初めて読む作家さん。ストーリーについても事前情報全くなし。装幀が良かったからという理由のジャケ買い
イチゴの刺繍が表紙絵なんです。布目の紙じゃなくて布に刺した刺繍の写真がプリントされた紙?
きれいな本だったので手に取りました。やっぱり好みの体裁の本は良いものです。

テーマは母と娘の確執。
鈴子の実家は岡山の青果店。昔から母親咲恵とはうまくいってなくて実家を家出同然に飛び出したきり。
結婚も反対されたままで、今は遠く離れたアメリカに住んでいる鈴子。
母の身体の具合が悪いと父親からきかされ帰省をしようとするところから物語は始まる。
が、冬の嵐により停電。
鈴子の回想がはじまる・・・。

母娘の関係って難しくて特に大人になってからお互いひどいことを言い合ってしまったりもする(我が家の場合)。
この小説に共感する部分も多かった。
鈴子の夫、誠一郎が視覚に障害があり、二人の出会いのきっかけが盲導犬だったり、母咲恵も少し目が悪いという設定がなかった方がほんとは良かったかな。そういうフィクションぽい設定がなくても母と娘のフクザツな関係は描けたはず。
咲恵の言葉がいちいちキツくて読んでいてしんどいが最後はホッとできるストーリーで良かった。

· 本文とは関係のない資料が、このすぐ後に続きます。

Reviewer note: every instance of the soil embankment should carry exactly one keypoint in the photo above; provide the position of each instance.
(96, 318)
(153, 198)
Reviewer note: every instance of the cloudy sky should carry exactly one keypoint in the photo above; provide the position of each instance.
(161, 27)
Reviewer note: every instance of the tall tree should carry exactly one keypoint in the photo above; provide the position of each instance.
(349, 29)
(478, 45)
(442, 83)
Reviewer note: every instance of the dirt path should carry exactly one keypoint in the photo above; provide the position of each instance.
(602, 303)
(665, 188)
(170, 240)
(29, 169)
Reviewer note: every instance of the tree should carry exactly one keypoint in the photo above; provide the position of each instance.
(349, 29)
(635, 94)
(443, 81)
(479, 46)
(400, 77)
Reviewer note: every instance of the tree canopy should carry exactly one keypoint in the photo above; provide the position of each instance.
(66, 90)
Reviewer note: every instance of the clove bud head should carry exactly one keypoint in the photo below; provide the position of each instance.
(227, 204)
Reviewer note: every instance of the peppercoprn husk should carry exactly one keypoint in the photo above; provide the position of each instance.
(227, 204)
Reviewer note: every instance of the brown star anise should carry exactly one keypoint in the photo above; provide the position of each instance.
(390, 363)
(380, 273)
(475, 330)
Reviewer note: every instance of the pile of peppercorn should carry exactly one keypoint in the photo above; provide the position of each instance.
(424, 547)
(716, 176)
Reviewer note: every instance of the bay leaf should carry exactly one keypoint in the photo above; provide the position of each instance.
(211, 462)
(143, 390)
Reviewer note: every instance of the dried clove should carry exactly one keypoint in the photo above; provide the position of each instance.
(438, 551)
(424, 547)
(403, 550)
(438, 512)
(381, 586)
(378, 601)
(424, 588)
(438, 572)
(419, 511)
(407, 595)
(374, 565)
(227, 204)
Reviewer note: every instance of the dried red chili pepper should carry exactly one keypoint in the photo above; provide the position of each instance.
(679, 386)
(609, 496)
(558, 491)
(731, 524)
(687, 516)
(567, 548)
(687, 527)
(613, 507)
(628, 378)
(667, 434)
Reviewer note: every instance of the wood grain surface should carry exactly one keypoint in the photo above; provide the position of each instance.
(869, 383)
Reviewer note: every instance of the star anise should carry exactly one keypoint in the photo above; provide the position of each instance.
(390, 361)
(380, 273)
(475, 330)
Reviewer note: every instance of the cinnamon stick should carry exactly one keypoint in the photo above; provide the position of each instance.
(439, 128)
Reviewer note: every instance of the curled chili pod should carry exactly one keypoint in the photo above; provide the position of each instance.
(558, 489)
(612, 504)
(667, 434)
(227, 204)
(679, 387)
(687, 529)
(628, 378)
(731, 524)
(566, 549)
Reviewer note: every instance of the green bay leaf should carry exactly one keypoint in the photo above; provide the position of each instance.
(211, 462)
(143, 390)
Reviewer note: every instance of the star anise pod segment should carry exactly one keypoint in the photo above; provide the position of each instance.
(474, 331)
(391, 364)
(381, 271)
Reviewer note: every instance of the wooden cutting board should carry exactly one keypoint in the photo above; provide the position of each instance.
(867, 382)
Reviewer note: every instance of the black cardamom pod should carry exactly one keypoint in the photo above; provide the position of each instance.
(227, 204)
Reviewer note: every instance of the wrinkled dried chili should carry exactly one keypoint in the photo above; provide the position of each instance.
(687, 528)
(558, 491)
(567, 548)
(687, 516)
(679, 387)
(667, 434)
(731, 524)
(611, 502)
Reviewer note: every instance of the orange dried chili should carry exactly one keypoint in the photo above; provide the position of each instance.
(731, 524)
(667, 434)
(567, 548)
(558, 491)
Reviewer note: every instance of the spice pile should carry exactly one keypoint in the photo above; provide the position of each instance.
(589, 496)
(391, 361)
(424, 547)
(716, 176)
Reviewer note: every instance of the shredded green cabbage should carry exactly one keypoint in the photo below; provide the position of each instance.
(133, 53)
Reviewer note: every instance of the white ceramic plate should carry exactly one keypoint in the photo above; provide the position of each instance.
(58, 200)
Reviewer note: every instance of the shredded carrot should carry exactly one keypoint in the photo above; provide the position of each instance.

で、自分ちの母娘関係にも思いを馳せることになったのだが、ちょうど今のわたしの年齢のとき母はどうだったろうと考えてみたところ・・・。
わたしが成人式も終えて就職して上京することばかり考えていたあの頃。
母は何に夢中になっていたのだろう?毎日、どんなことを考えていたのだろう?